Phase 1 Single‐ and Multiple‐Ascending‐Dose Randomized Studies of the Safety, Pharmacokinetics, and Pharmacodynamics of AG‐348, a First‐in‐Class Allosteric Activator of Pyruvate Kinase R, in Healthy Volunteers

• Published in: Clinical pharmacology in drug development Vol. 8; no. 2; pp. 246 - 259
• Main Authors: Yang, Hua, Merica, Elizabeth, Chen, Yue, Cohen, Marvin, Goldwater, Ronald, Kosinski, Penelope A., Kung, Charles, Yuan, Zheng (Jason), Silverman, Lee, Goldwasser, Meredith, Silver, Bruce A., Agresta, Sam, Barbier, Ann J.
• Format: Journal Article
• Language: English
• Published: United States Wiley Subscription Services, Inc 01.02.2019
• Subjects: Adult; Clinical trials; Dose-Response Relationship, Drug; Double-Blind Method; Drug Administration Schedule; Enzymes; Erythrocytes; experimental therapies; Female; Glycolysis; Healthy Volunteers; Humans; Kinases; Male; Middle Aged; Pharmacodynamics; Pharmacokinetics; pharmacokinetics/pharmacodynamics; Pharmacology; Piperazines - administration & dosage; Piperazines - adverse effects; Piperazines - pharmacokinetics; pyruvate kinase deficiency; Quinolines - administration & dosage; Quinolines - adverse effects; Quinolines - pharmacokinetics; randomized clinical trial; red blood cell metabolism; randomized clinical trial; red blood cell metabolism; experimental therapies; pyruvate kinase deficiency; pharmacokinetics/pharmacodynamics
• ISSN: 2160-763X; 2160-7648; 2160-7648
• DOI: 10.1002/cpdd.604

Pyruvate kinase deficiency is a chronic hemolytic anemia caused by mutations in PK‐R, a key glycolytic enzyme in erythrocytes.
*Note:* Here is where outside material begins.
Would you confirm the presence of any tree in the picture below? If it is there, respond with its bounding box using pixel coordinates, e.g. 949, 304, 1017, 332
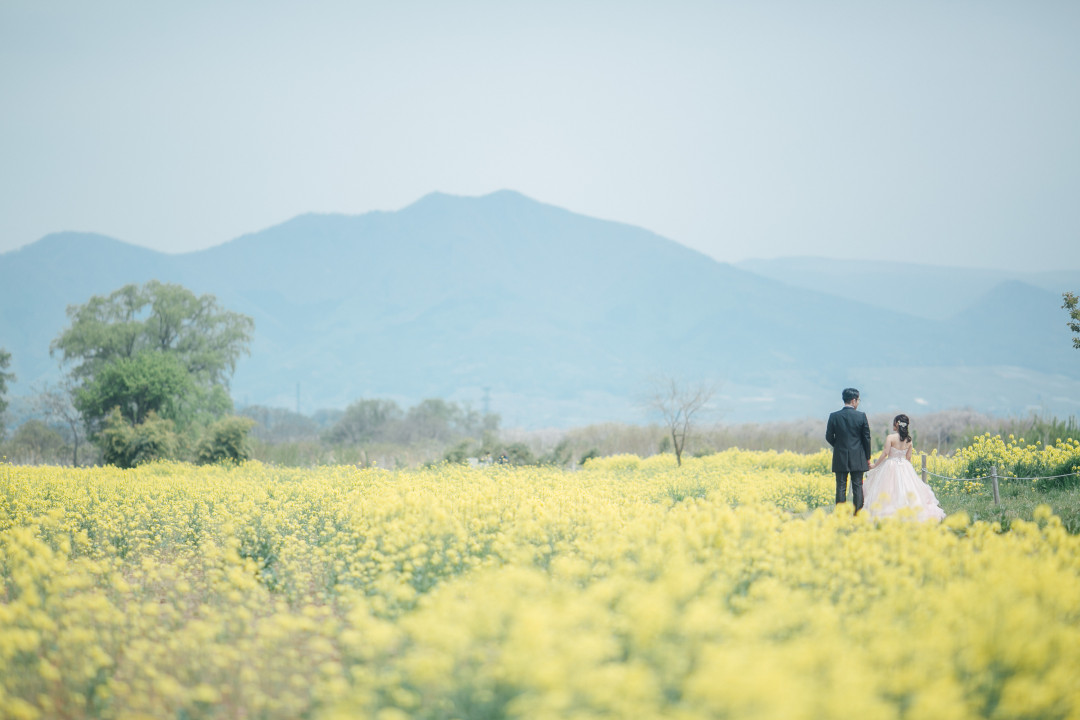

These 2 phase 1 randomized, placebo‐controlled, double‐blind healthy‐volunteer studies assessed the safety, tolerability, and pharmacokinetics/pharmacodynamics of AG‐348, a first‐in‐class allosteric PK‐R activator. Twelve sequential cohorts were randomized 2:6 to receive oral placebo or AG‐348, respectively, as a single dose (30‐2500 mg) in the single‐ascending‐dose (SAD) study (ClinicalTrials.gov: NCT02108106) or 15‐700 mg every 12 hours or 120 mg every 24 hours, for 14 days in the multiple‐ascending‐dose (MAD) study (ClinicalTrials.gov: NCT02149966). All 48 subjects completed the fasted SAD part; 44 of 48 completed the MAD (2 discontinued because of adverse events [AEs], 2 withdrew consent). The most common treatment‐related AEs in AG‐348‐treated subjects were headache (16.7% [SAD] and 13.9% [MAD]) and nausea (13.9%, both studies). AE frequency increased at AG‐348 doses ≥ 700 mg (SAD) and at 700 mg every 12 hours (MAD); 1 grade ≥ 3 AE occurred in the latter cohort. Pharmacokinetics were favorable with low variability. Dose‐dependent changes in blood glycolytic intermediates consistent with glycolytic pathway activation were observed at all MAD doses, supporting future trials investigating the potential of AG‐348 for treating PK deficiency or other anemias.